Wednesday, September 5, 2012

Breeding Beardies

Although it is too late in the season for this, I thought I would run the article now to give everyone something to think about for the Spring.  And, I will run this article again in February. Remember, females should be kept in a lowered temperature environment for at least two to four weeks before trying to breed.   Meanwhile read and research all you can about breeding beardies if you are interested.  There is lots of information on the internet and for the most part, they do not disagree with one another.  This article mainly deals with preparing your beardies to breed, creating the correct habitat and behavioral changes to observe.  For information on caring and hatching the eggs, I will give in the follow up article in February.

First, make sure you have a male and female, and, always quarantine new beardies-  have them checked by a vet before introducing a new potential mate to your established pet.  To successfully breed, it is best to place the female with a male of equal size or weight. It is recommended that females not be bred until they are at least 18 months old or more than 350 grams. So, you will need two suitable habitats for your beardies, not just one.

For optimum fertility, provide a period of decreased temperature and daylight hours, called brummation, for two to three months or a minimum of two to four weeks. Although many beardies successfully breed without a brummation period, you can expect decreased fertility if the rest period is not provided before breeding season.

After the brumation period, it is very important to ensure that the habitat is correct for the species. There should be a temperature gradient of 77 to 88 degrees Fahrenheit with a focal basking spot of 105 degrees. The beardies should be on a balanced diet with adequate calcium. The lizards must be in optimum condition -- especially the female -- because breeding, developing eggs and then laying eggs (called oviposition) takes a lot of metabolic energy and will take calcium from the female much as it does with humans.  Remember, full-spectrum lighting, including UVB, is necessary for proper calcium metabolism. Either natural sunlight (not filtered through glass or plastic) or an electric bulb that produces UVB is a necessity!

 Once a sexually mature male is ready to breed, its beard darkens. He will bob his head and stamp his front feet to gain the attention of a female. He may begin chasing her around the enclosure, and he may bite the base of the female’s neck while attempting to position himself for breeding. The male then everts a hemipenis and inserts it into the female’s cloaca.

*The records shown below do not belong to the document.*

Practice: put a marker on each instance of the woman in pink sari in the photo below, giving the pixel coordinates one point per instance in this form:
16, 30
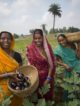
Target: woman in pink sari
40, 54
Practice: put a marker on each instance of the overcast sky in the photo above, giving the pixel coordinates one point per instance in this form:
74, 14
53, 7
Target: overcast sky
19, 16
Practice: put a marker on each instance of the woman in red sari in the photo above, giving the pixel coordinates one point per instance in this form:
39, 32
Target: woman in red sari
40, 54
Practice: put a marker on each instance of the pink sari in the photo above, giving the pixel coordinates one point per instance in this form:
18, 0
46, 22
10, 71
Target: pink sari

During this period it is crucial to observe the pairs to ensure that the male does not harm the female.  Remove the male if she is exhibiting fearful behaviours such as hiding, burrowing, excessive hand waving etc.

There should be enough room for two adult beardies to comfortably cohabitate, branches for each for climbing and a cave or nontoxic plant (or two) to allow one to retreat and hide from the other if necessary. Keep in mind that keeping your bearded dragons together is temporary. You will need two separate habitats in the long term as well as a separate suitable habitat for the hatchlings when the time comes.  I have seen some comments where owners think that the female cares for the hatchlings but that is not true and she may even see them as a food source.

Allow the pair to remain together for one week and then remove her for a week. Return her to the male’s cage again for another week, and remove her again for another week. Finally, put her with the male for one more week. At this time (if you have witnessed successful copulations), separate the pair and place the female in her own cage with a lay box.
A lay box is a plastic box filled with moist topsoil, or potting soil, placed in the cage at a slant. This box allows her to dig and oviposit her eggs. A female ready to lay will dig and pace to the corners of her cage.

A female usually lays her eggs four to six weeks after a successful mating. While developing her eggs inside the shell gland, she will appear fuller in the abdomen, and she may eat less and less. Eventually, she may stop eating altogether, though some don’t.

I am not going to go into removing the eggs, incubating the eggs, hatching out neonates and caring for the hatchlings. I just wanted you to show you that a whole lot more is involved in breeding beardies than simply putting a male and female together. Breeding requires dedication, preparation, planning and knowledge of the reproductive habits of these amazing agamid lizards.

I recommend you purchase a good text on bearded dragons or spend some time visiting some of the excellent bearded dragon websites out there. They will explain in greater detail what is involved in successfully breeding beardies and hatching the eggs.